Banks don’t want to lose money. They are a business. As such, it makes no sense for them to lend to someone who will not pay them back. They will try their hardest to filter out bad borrowers, but this is an inexact science. You can look at income statements and check creditworthiness, but with so many borrowers on their books, banks can only do so much, and borrowers need to take responsibility for their own actions.

It may be true that banks are “throwing money at people in the good times and now in the bad times banks will blame the borrower and say it’s their fault for borrowing all this money.” However, it works the other way as well. Borrowers fall over each other trying to borrowing as much money as possible during the good times and now in the bad times they will blame the lender and say it’s their fault for lending all this money.
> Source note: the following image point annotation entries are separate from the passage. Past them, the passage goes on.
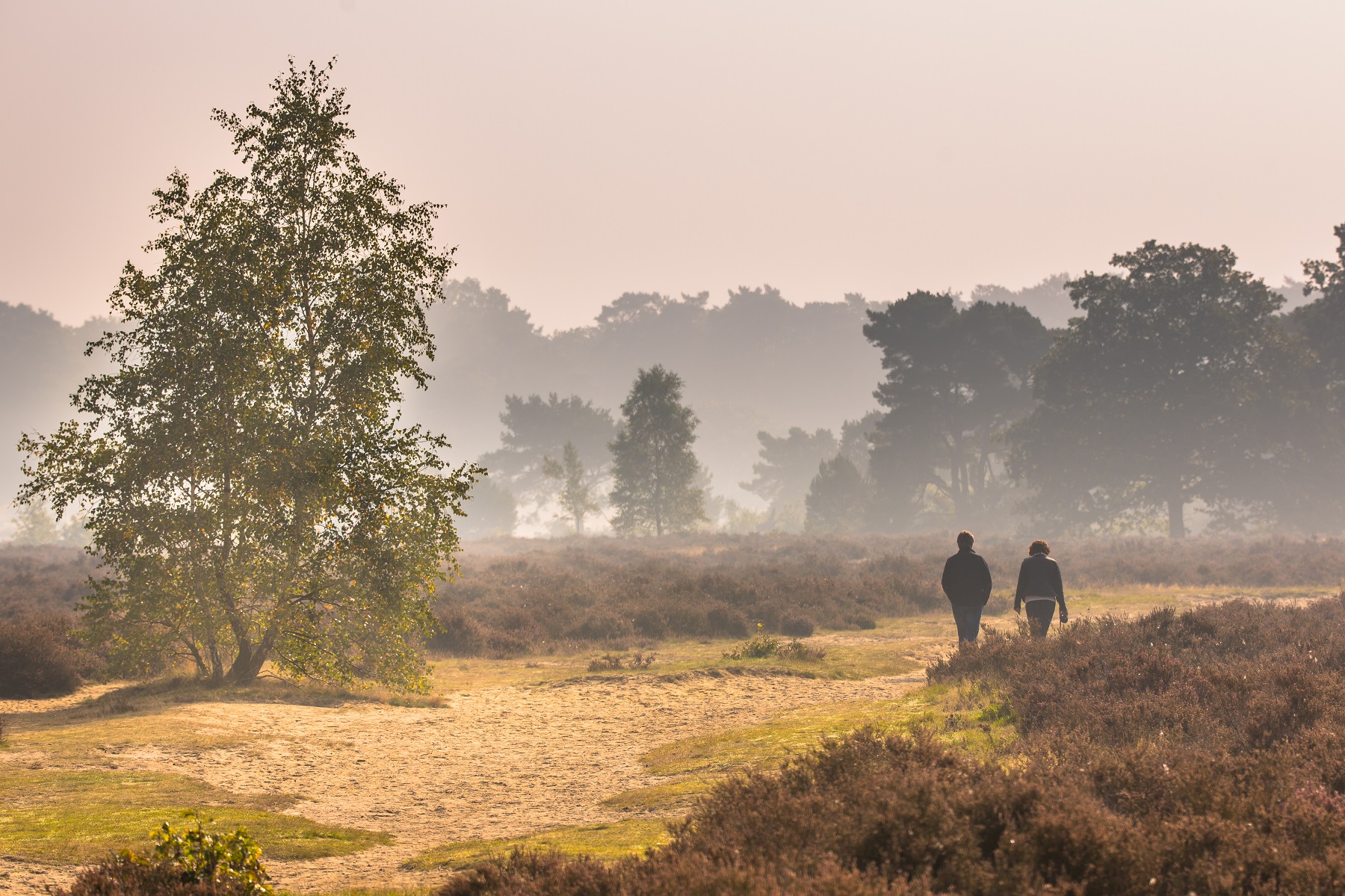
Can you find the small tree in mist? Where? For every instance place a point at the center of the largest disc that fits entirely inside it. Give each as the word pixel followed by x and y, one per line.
pixel 787 466
pixel 491 510
pixel 837 498
pixel 1313 460
pixel 249 489
pixel 956 380
pixel 652 466
pixel 1163 393
pixel 576 494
Debt can be useful if you use the borrowed money to make more money. If you borrow at 4 percent and make 10 percent, you’ve made a good 6 percentage point difference. However, in business and investing, things don’t always go to plan. There is such thing as risk.

This is why debt is like a knife. It can be used for good, but if used poorly it is a dangerous instrument.

A knife can be used to cut vegetables. Eating vegetables is good for your health. However, a knife can be used to cut yourself or cut others. Debt is similar. Debt can help you, but used irresponsibly debt can hurt you.

Suppose I were to buy a knife from a shop. Suppose I then take this knife and stab myself. I go to hospital due to heavy bleeding. Then suppose I blamed the shop for selling me the knife. That is no different to those who borrow from banks and then blame the banks for lending them money when investments turn bad.